A very grey and wet morning in Tywyn that precluded any work in the yard, to which end all the wagons remained covered over. Max Birchenough Charles Benedetto, Andy Sheffield and John Olsen worked inside the museum on general housekeeping and an important repair job.
It had been noted that the window winder operating the three fanlights over the big window facing Neptune Road had become very stiff and would effectively jam when they were only part open. John inspected the winder mechanism and the openers earlier in the week and found that they were not the problem, however he noted a lot of filings in the winder which indicated a likely problem in the conduit. This morning was the first opportunity to dismantle the winder and first section of conduit, that had two curved sections in it before the first opening mechanism, as John suspected this was where the PTFE conduit lining had failed and the operating wire was rubbing on the outer aluminium wall, causing the excessive friction and the filings.
Assisted variously by the other team members in between their cleaning jobs, John removed the inner operating wire and the first conduit section; extracting the wire from the rest of the system was very easy but it required much more pull to get it out of the curved conduit; case proven. Using spare conduit and operating wire left over from the installation, John began the repair by replacing the damaged conduit section, bending it in much larger radii than the original so as to minimise any future tendency for the wire to abrade the PTFE lining.

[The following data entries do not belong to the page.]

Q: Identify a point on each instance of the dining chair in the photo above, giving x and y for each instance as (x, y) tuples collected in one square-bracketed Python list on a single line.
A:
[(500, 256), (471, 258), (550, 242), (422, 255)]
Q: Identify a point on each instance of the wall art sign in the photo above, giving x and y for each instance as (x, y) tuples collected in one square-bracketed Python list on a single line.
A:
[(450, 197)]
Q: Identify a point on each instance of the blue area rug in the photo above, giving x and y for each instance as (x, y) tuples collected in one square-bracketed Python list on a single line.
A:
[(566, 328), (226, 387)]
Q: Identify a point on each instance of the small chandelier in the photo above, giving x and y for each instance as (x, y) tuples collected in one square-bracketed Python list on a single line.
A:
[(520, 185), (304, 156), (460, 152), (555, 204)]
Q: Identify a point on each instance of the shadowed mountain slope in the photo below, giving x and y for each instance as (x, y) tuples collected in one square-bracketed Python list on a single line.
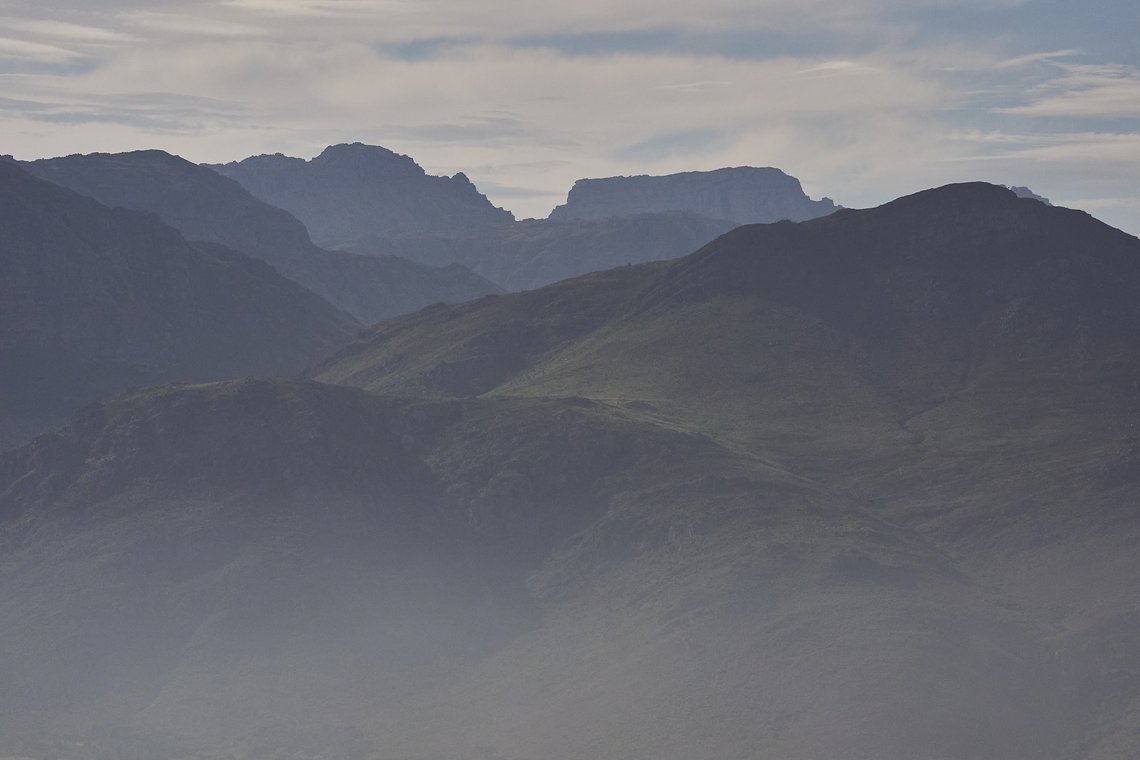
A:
[(95, 300), (206, 206), (352, 191), (862, 487)]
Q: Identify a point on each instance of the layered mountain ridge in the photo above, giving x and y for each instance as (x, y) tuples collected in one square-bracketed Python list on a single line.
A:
[(351, 191), (97, 300), (744, 195), (205, 205), (838, 488)]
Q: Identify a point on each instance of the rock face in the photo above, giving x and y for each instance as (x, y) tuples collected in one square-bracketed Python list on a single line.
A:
[(208, 206), (1023, 191), (532, 253), (94, 300), (352, 191), (743, 195)]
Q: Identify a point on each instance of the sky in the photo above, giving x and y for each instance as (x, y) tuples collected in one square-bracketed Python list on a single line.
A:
[(863, 100)]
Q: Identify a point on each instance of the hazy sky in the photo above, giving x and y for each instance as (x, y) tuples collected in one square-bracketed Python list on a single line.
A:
[(862, 99)]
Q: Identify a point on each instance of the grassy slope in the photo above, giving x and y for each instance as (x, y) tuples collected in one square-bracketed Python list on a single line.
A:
[(968, 378)]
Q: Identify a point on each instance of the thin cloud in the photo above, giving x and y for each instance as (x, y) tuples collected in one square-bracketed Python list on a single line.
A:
[(1086, 92)]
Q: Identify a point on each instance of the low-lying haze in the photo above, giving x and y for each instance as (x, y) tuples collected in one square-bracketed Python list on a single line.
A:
[(863, 100)]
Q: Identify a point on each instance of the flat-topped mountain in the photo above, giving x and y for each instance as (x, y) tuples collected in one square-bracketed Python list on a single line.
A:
[(95, 300), (743, 195), (824, 489), (352, 191), (208, 206), (532, 253)]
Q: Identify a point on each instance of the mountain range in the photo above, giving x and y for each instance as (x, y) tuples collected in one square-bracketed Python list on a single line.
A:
[(97, 300), (208, 206), (351, 191), (744, 195), (863, 487), (371, 201)]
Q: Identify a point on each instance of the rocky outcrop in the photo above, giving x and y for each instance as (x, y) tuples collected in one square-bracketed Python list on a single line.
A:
[(204, 205), (351, 191), (96, 300), (743, 195), (537, 252)]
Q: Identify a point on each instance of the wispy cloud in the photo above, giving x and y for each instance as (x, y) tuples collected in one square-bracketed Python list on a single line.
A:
[(862, 100), (1085, 91)]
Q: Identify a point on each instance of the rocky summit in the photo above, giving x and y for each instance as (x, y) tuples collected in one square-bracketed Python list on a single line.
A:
[(352, 191), (743, 195), (208, 206), (96, 300)]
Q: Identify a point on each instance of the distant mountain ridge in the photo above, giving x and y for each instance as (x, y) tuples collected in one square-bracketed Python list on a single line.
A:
[(536, 252), (206, 206), (743, 195), (831, 489), (352, 191), (372, 201), (96, 300)]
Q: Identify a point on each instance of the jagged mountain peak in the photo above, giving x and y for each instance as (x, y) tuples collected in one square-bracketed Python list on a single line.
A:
[(353, 191)]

Having gotten a successful fit for the conduit between the winder and the first window opener, coffee break was called. We were joined in the cafe by Keith Theobald, Barbara Fuller, Ann McCanna and Tom Place, enjoying caffeine and chat with three different styles of chocolate biscuits. Yum.
Refreshed we returned to the museum to thread the new operating wire through the system and then set the open and closed positions of the windows before testing the operation several times. It was now time to tidy up; the tools were returned to their respective tool boxes and we cleared away the detritus of our industry ready for our next visitors.